The game can be dissected a hundred different ways, but can always come back to the fact that Purdue shouldn't have been in a position where any of the minutia mattered.

When Hammons made two free throws with 3:33 left in regulation, Purdue led 65-52.

But from there, Purdue turned the ball over three times, leading directly to seven Trojan points. Hammons and Edwards each grabbed offensive rebounds for what looked like easy putbacks but both shots rolled off.

But after Mathias and Shoshi traded threes - the latter more improbable than the former - Edwards made two free throws with 17 seconds on the clock to put Purdue up three.

With five seconds left, Hagins, too far behind the line for Purdue to foul him even if it wanted to, shot the deep three over Thompson that forced the first overtime.

Admittedly unaware of the time left on the clock, Edwards held up advancing the ball, denying Purdue a respectable chance to win it.
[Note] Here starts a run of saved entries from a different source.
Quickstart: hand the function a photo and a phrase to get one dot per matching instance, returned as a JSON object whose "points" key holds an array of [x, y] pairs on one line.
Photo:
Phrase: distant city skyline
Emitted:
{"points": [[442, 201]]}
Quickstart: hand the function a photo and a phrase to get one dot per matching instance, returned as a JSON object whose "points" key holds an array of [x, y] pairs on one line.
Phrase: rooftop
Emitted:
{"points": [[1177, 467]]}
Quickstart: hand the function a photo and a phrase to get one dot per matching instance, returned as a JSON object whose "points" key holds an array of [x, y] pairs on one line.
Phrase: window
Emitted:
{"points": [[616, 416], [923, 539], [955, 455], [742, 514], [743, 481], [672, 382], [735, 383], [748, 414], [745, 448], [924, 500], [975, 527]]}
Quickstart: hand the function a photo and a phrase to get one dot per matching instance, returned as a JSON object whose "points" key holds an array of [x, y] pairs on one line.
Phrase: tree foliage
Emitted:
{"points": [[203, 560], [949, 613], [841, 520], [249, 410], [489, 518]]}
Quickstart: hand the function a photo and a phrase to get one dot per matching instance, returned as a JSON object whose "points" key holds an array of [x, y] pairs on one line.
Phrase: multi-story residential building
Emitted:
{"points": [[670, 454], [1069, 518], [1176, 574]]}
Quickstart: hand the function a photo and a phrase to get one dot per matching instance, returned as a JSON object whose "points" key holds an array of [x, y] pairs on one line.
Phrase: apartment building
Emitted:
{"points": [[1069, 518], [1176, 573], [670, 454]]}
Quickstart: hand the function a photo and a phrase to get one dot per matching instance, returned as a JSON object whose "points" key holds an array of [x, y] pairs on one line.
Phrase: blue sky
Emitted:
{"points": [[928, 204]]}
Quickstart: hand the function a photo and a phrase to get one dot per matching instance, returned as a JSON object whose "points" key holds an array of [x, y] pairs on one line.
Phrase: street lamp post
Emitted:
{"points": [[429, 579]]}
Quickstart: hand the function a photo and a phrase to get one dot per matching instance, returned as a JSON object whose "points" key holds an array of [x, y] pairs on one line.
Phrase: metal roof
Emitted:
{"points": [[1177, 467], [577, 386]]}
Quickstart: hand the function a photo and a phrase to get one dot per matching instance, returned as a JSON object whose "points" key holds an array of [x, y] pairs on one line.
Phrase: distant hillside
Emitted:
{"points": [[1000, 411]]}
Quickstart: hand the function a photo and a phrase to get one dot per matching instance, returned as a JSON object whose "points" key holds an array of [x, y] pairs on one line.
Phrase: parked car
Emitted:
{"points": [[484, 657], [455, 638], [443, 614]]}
Mathias wound up throwing up a halfcourt prayer that missed.

"That's a mistake on my part mentally," Edwards said.

Purdue made 22-of-28 foul shots for the game, but half those six misses came in overtime play, including a split pair by freshman Ryan Cline when both would have put Purdue up three. Hagins tied it with a quick two shortly thereafter.

This game came down to so many moments, so many little details, but in the big picture, it was about Purdue's weakness coming to light at the worst possible time and it's strengths being, well, anything but.

Purdue outrebounded Little Rock 52-45, but allowed 15 offensive rebounds, many of them the hustle variety or simply the luck of the bounce. Sixteen Trojan points came on secondary chances.

Center Hammons finished with 16 points, 15 rebounds and six blocked shots, but took just 10 shots and barely touched the ball down the stretch.

"You have to give Little Rock credit because they threw the kitchen sink at whatever big guy we had in there," Painter said, "and they made play on the perimeter and make some shots and plays. They forced our hand. We just didn't make enough shots."

Well, Purdue did, actually.

It made 5-of-7 three-pointers to start the second half, then a big one with 33.4 seconds left in regulation when Mathias connected for a short-lived four-point lead, just before defeat was snatched from the jaws of victory, by Hagins and Purdue's ill-timed failings.

It was a familiar story.

For the Boilermakers, far too familiar.